Even in my most recent position as VP of Innovation at the University of Mary Hardin–Baylor, it was difficult for me to envision another way. After all, so many people have experienced the school structure “as it is,” and shifting to a new paradigm is hard.

The theory is easy to agree with, but envisioning the effort to operationalize these ideas is an incredibly challenge. Strangely enough, what’s pushed me has been developing a deep familiarity with Learning Relationship Management–the software itself. Really understanding the capabilities of the Fidelis system allowed me to begin to connect the dots and consider the possibilities through each lens.

People (like an advisor or student success coach at your school) can systematically:

  • Communicate with students and track all activity automatically.
  • Review a dashboard of data about a student (that’s customizable).
  • Know whether a student is registered for next semester, their academic standing, the last time they were communicated with, which notes were taken during that meeting, how they interacted with a mentor or mentee and whether or not they completed a learning app on the financial aid process recommended to them last week.

What are you currently tracking that you gather from disparate systems that fits here from the time a student enrolls until they become alumni? What else might be useful to you?

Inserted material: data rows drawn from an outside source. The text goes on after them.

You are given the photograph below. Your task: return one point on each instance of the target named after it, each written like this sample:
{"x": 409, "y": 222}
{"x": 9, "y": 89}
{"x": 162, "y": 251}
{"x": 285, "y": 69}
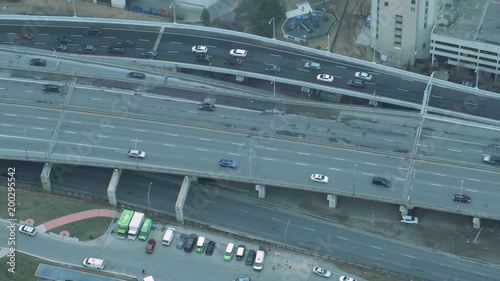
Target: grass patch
{"x": 26, "y": 267}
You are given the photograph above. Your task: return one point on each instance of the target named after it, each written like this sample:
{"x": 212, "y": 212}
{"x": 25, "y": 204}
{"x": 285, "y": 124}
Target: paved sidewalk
{"x": 76, "y": 217}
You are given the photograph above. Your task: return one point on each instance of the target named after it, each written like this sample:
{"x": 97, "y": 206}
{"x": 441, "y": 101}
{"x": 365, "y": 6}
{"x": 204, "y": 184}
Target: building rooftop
{"x": 474, "y": 20}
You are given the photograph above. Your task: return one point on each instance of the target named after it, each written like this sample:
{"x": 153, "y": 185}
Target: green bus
{"x": 123, "y": 223}
{"x": 146, "y": 228}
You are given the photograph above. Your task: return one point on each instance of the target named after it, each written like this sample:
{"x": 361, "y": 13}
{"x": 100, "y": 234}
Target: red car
{"x": 150, "y": 246}
{"x": 24, "y": 36}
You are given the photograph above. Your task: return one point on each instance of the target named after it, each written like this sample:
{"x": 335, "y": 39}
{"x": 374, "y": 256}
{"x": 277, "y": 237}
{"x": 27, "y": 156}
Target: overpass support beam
{"x": 332, "y": 201}
{"x": 179, "y": 205}
{"x": 113, "y": 183}
{"x": 403, "y": 210}
{"x": 45, "y": 177}
{"x": 261, "y": 189}
{"x": 476, "y": 223}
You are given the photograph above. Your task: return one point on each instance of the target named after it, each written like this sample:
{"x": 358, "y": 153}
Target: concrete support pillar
{"x": 113, "y": 183}
{"x": 179, "y": 205}
{"x": 476, "y": 223}
{"x": 332, "y": 201}
{"x": 403, "y": 210}
{"x": 45, "y": 177}
{"x": 261, "y": 189}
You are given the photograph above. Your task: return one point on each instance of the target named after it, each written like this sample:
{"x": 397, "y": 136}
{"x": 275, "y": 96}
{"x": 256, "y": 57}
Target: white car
{"x": 238, "y": 53}
{"x": 136, "y": 153}
{"x": 26, "y": 229}
{"x": 322, "y": 272}
{"x": 363, "y": 75}
{"x": 325, "y": 78}
{"x": 199, "y": 49}
{"x": 319, "y": 178}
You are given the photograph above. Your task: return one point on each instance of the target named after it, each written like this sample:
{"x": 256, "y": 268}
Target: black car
{"x": 115, "y": 50}
{"x": 233, "y": 61}
{"x": 210, "y": 248}
{"x": 250, "y": 257}
{"x": 61, "y": 48}
{"x": 87, "y": 49}
{"x": 139, "y": 75}
{"x": 126, "y": 43}
{"x": 64, "y": 40}
{"x": 93, "y": 31}
{"x": 203, "y": 58}
{"x": 190, "y": 243}
{"x": 149, "y": 54}
{"x": 273, "y": 69}
{"x": 182, "y": 241}
{"x": 51, "y": 88}
{"x": 38, "y": 62}
{"x": 462, "y": 198}
{"x": 378, "y": 181}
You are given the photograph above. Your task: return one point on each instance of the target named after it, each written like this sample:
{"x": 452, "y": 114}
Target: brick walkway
{"x": 76, "y": 217}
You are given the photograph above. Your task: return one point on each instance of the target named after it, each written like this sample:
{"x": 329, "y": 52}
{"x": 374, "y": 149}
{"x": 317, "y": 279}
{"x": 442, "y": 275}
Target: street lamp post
{"x": 274, "y": 28}
{"x": 172, "y": 6}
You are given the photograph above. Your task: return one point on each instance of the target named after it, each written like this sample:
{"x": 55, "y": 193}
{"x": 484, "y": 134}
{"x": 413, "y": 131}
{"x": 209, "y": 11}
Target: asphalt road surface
{"x": 175, "y": 45}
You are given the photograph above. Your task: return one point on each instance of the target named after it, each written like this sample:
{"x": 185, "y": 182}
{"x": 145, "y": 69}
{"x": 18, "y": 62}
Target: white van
{"x": 169, "y": 236}
{"x": 94, "y": 263}
{"x": 259, "y": 260}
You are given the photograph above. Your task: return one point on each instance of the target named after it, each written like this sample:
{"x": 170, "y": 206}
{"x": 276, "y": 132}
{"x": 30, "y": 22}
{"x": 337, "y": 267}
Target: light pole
{"x": 172, "y": 6}
{"x": 274, "y": 28}
{"x": 149, "y": 190}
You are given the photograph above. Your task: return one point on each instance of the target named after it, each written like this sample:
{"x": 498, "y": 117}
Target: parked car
{"x": 136, "y": 153}
{"x": 182, "y": 241}
{"x": 319, "y": 178}
{"x": 228, "y": 163}
{"x": 210, "y": 248}
{"x": 199, "y": 49}
{"x": 38, "y": 62}
{"x": 321, "y": 272}
{"x": 462, "y": 198}
{"x": 409, "y": 219}
{"x": 26, "y": 229}
{"x": 312, "y": 65}
{"x": 238, "y": 53}
{"x": 378, "y": 181}
{"x": 325, "y": 78}
{"x": 150, "y": 246}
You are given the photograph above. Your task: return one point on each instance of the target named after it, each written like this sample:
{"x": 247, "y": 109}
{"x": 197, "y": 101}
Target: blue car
{"x": 228, "y": 163}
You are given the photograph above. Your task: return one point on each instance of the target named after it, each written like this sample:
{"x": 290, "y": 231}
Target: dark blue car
{"x": 228, "y": 163}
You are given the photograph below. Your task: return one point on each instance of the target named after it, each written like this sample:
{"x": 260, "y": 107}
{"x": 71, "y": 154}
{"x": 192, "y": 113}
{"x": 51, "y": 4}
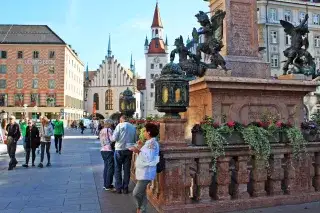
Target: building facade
{"x": 272, "y": 35}
{"x": 104, "y": 88}
{"x": 156, "y": 53}
{"x": 39, "y": 73}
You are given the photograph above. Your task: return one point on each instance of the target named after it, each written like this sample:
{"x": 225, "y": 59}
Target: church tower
{"x": 156, "y": 53}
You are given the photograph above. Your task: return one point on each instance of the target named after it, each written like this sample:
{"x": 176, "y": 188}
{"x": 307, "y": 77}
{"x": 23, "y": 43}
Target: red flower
{"x": 231, "y": 124}
{"x": 279, "y": 124}
{"x": 215, "y": 125}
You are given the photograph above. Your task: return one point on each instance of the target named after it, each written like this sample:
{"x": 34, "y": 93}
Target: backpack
{"x": 161, "y": 164}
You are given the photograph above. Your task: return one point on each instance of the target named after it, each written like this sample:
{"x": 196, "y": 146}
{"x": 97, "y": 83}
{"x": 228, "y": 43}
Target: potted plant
{"x": 283, "y": 127}
{"x": 198, "y": 131}
{"x": 309, "y": 130}
{"x": 232, "y": 132}
{"x": 214, "y": 140}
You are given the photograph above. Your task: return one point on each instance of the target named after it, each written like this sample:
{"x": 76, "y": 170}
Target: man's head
{"x": 123, "y": 118}
{"x": 12, "y": 119}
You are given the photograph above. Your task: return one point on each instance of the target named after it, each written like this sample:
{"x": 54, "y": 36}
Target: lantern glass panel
{"x": 165, "y": 94}
{"x": 178, "y": 95}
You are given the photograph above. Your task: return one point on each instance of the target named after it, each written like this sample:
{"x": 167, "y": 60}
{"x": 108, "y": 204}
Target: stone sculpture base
{"x": 295, "y": 77}
{"x": 245, "y": 99}
{"x": 172, "y": 132}
{"x": 218, "y": 72}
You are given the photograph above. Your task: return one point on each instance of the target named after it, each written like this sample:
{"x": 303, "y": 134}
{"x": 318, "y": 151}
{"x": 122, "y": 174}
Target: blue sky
{"x": 86, "y": 24}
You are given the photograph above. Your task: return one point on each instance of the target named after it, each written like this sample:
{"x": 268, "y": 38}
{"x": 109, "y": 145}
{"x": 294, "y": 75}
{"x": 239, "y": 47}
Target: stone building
{"x": 156, "y": 53}
{"x": 272, "y": 35}
{"x": 39, "y": 73}
{"x": 104, "y": 86}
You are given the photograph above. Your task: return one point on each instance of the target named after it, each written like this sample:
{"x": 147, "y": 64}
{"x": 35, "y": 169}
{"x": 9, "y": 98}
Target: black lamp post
{"x": 172, "y": 91}
{"x": 127, "y": 103}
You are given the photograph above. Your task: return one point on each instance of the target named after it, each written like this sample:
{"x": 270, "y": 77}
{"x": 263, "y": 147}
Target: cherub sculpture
{"x": 297, "y": 53}
{"x": 191, "y": 66}
{"x": 212, "y": 29}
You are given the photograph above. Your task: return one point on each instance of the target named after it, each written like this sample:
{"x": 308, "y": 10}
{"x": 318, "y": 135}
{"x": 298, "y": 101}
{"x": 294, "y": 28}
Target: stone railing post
{"x": 275, "y": 175}
{"x": 259, "y": 177}
{"x": 204, "y": 178}
{"x": 242, "y": 177}
{"x": 223, "y": 178}
{"x": 172, "y": 132}
{"x": 317, "y": 171}
{"x": 289, "y": 175}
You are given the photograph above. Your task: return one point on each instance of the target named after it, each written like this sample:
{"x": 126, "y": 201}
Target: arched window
{"x": 96, "y": 100}
{"x": 109, "y": 99}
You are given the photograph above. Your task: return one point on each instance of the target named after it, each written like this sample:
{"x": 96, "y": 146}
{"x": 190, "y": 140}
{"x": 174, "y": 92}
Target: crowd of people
{"x": 118, "y": 143}
{"x": 117, "y": 147}
{"x": 33, "y": 138}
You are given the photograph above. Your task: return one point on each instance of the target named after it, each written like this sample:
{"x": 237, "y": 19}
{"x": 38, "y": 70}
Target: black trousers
{"x": 47, "y": 146}
{"x": 58, "y": 142}
{"x": 11, "y": 149}
{"x": 28, "y": 155}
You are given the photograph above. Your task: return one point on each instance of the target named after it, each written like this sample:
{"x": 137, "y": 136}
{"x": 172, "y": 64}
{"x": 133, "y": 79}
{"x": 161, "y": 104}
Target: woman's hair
{"x": 3, "y": 123}
{"x": 44, "y": 120}
{"x": 152, "y": 129}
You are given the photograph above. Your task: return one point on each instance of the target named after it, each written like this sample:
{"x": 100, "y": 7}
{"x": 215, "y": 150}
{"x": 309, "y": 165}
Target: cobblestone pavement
{"x": 74, "y": 184}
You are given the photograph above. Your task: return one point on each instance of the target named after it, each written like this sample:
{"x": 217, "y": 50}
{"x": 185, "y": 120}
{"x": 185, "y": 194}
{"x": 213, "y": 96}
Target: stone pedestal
{"x": 172, "y": 132}
{"x": 240, "y": 39}
{"x": 245, "y": 99}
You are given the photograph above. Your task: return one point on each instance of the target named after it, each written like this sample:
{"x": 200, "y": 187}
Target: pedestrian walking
{"x": 146, "y": 165}
{"x": 13, "y": 136}
{"x": 23, "y": 127}
{"x": 125, "y": 137}
{"x": 32, "y": 140}
{"x": 107, "y": 155}
{"x": 46, "y": 132}
{"x": 58, "y": 134}
{"x": 81, "y": 125}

The Path (the roadmap for a student to reach their purpose) facilitates:

  • Following a student’s degree progress and their coursework within the system.
  • Visual reminders of ALL goals (for example, running a marathon impacts a student’s ability to fulfill their purpose – let’s recognize that).
  • Student-access to custom learning apps sent just when they need it.
  • Sending a re-usable tutorial accessible by all your students about resume writing, how to register for next semester, how to seek tutoring – on a personalized, per student basis with a few clicks.

Might there be other uses you can think of? Creating developmental content, for example? Consider all the things a student needs at different points in their educational experience and the ability to push it out to them on-demand.

The Purpose is the guide:

  • Hand-in-hand with students, your staff helps them define their purpose.
  • The purpose displays on the home page, right next to their path to get there (i.e., courses, learning apps, other goals), which is next to the people helping them make it happen (coach, mentors, mentees).


As we’ve described, there’s organization redesign, but first and foremost it’s a paradigm shift. A shift to caring first and foremost about the students and their desired purpose, helping them determine the best path to get there and connecting them to the people who will help them reach those goals. It’s easy to see why the shift is important, but it has to be operationalized well to achieve its promise.